► PSA and FCA to join forces
► What does Stellantis mean?
► 15 car brands under one roof
It’s official: Groupe PSA and Fiat Chrysler Automobiles have joined forces.
John Elkann will be group chairman and Carlos Tavares will take the place of group CEO. Under the brilliant leadership of Tavares and after his 2017 acquisition of Vauxhall and Opel, PSA is bumping its head on the ceiling in Europe and needs a presence in the US. FCA needs scale and stability and to refresh Fiat’s line-up.
Critics might like to portray the car industry as arthritic and slow-moving, but the merger between the PSA and FCA groups show that it can occasionally be the very opposite. The two have been gently courting for a while, but serious dating only restarted in September 2019 after FCA’s brief engagement to Renault imploded in May 2019.
The new company has listed itself on stock exchanges, with trading beginning on Monday 18 January on the New York Stock Exchange, Euronext in Paris and Mercato Telematico Azionario in Milan as ‘STLA’.
How big does the merger make Stellantis?
Stellantis is now the fourth-biggest car maker in the world by volume, behind Volkswagen AG, Toyota and the Renault-Nissan-Mitsubishi Alliance. It will have revenues of €170bn and profits of around €11bn, and it will build cars wearing the badges of 15 different marques. Annual sales will stretch to 8.7 million units, with combined revenues of nearly €170 billion.
It will be bigger than Volkswagen in Europe and have an SUV and truck business in the US which is setting record margins and profits. By combining, it will generate an additional €3.7bn in annual profit for a one-off cost of around €2.8bn, but does not expect to close any factories.
What does Stellantis mean for new cars?
Tavares took Vauxhall-Opel from death’s door to profit in a year and it’s hugely exciting to think what he might do to with Fiat, Alfa and Maserati. He’ll be able to generate huge savings – and make better cars – by simply picking the new group’s best platform in each segment and building everything on that.
The merger doesn’t solve everything for Tavares, though, and it might create some new headaches. He’ll want to rationalise those 15 name plates. Ironically, the two which give FCA its name (Fiat and Chrysler) are among the most vulnerable, along with Lancia, but actually killing Fiat may prove politically impossible. Fiat is only just starting to electrify its range on a newly-developed platform, but at least the huge spending required can now be amortised over nearly nine million sales. Both groups lag badly in China, and the merger won’t help much there.
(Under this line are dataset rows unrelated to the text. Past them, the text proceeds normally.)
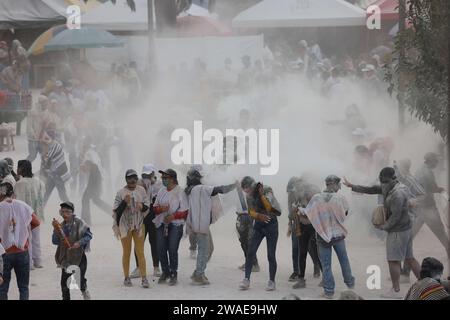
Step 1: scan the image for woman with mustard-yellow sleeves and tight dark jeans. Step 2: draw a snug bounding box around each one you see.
[239,178,281,291]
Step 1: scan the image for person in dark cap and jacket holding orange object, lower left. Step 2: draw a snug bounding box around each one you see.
[52,201,92,300]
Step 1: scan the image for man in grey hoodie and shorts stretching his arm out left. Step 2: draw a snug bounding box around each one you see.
[344,167,420,299]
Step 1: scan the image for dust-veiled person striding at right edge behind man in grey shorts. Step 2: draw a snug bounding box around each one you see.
[413,152,449,255]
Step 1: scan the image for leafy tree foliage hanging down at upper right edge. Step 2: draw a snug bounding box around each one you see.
[386,0,450,139]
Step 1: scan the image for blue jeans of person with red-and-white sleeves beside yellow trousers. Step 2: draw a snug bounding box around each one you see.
[156,223,183,276]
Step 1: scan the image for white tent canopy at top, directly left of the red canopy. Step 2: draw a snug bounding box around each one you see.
[233,0,366,28]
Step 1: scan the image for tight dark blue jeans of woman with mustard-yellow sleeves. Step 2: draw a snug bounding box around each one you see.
[245,217,278,281]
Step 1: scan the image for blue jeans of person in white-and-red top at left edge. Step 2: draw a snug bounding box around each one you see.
[0,251,30,300]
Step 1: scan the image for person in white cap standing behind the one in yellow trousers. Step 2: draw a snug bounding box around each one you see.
[130,163,163,279]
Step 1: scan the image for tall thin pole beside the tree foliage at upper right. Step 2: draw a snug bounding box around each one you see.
[398,0,406,133]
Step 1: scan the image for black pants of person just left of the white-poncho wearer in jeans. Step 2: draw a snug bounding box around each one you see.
[298,223,322,278]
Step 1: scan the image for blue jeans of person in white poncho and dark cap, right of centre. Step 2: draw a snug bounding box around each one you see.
[317,236,355,294]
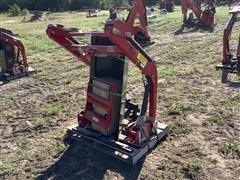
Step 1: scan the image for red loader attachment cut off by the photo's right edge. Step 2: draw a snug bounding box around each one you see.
[216,6,240,83]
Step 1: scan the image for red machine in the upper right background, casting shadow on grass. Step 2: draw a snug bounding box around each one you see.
[182,0,216,27]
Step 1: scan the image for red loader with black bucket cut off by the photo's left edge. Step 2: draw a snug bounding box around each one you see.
[0,28,32,81]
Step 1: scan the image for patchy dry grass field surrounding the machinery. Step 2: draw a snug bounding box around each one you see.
[0,7,240,180]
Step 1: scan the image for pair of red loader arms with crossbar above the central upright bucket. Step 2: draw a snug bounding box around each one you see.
[47,20,158,119]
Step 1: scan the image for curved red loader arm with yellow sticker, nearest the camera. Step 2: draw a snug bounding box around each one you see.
[108,21,158,119]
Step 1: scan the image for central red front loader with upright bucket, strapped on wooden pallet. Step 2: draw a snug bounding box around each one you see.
[47,7,169,164]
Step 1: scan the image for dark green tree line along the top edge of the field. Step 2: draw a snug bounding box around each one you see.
[0,0,158,11]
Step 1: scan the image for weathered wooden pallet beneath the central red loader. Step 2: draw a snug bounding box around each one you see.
[67,123,169,165]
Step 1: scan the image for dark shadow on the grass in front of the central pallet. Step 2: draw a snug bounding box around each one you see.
[37,141,145,180]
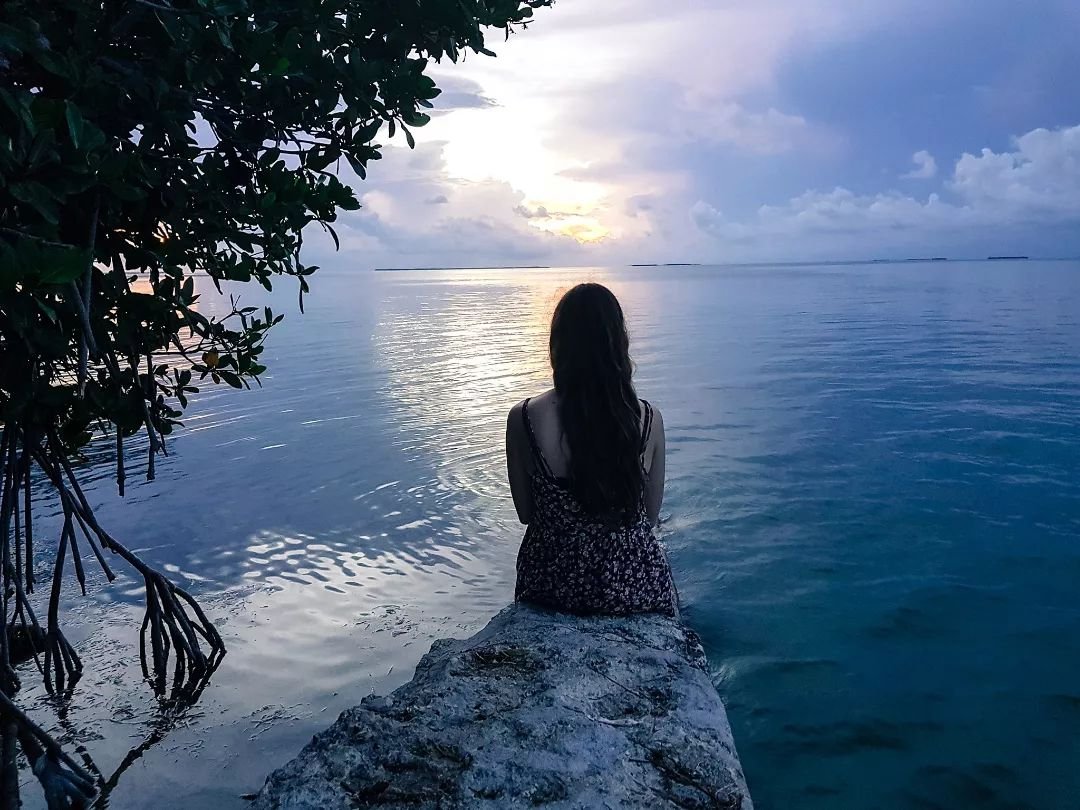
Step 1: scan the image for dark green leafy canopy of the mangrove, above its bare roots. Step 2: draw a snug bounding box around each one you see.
[0,0,550,448]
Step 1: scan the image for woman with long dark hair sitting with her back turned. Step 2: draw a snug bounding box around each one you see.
[507,284,678,616]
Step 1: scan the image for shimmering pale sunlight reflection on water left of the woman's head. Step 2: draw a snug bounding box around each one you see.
[373,271,603,498]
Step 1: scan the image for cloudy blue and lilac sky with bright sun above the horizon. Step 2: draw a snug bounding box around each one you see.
[308,0,1080,267]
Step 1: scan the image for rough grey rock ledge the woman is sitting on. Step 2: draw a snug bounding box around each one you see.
[254,606,753,810]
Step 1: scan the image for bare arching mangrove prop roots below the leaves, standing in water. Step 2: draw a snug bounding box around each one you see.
[0,438,225,807]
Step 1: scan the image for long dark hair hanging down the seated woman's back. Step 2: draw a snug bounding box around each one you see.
[550,284,645,519]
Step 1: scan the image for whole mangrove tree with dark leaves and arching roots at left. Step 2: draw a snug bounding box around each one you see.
[0,0,552,807]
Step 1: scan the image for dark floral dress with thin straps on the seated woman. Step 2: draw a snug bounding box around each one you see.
[514,400,678,616]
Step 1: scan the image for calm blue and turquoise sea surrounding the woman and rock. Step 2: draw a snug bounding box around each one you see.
[16,262,1080,810]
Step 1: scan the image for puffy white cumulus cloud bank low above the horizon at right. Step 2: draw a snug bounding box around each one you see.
[689,126,1080,249]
But overall this huge deal makes huge sense, and more sense than a merger between Renault and FCA. In our CAR Power List 2019, we ranked Tavares at #3, partly for the likelihood that he’d pull off this deal. We also said that he was the new Sergio Marchionne: a far-sighted and unsentimental leader who saw that the industry needed to consolidate in order to thrive. We think Sergio would approve.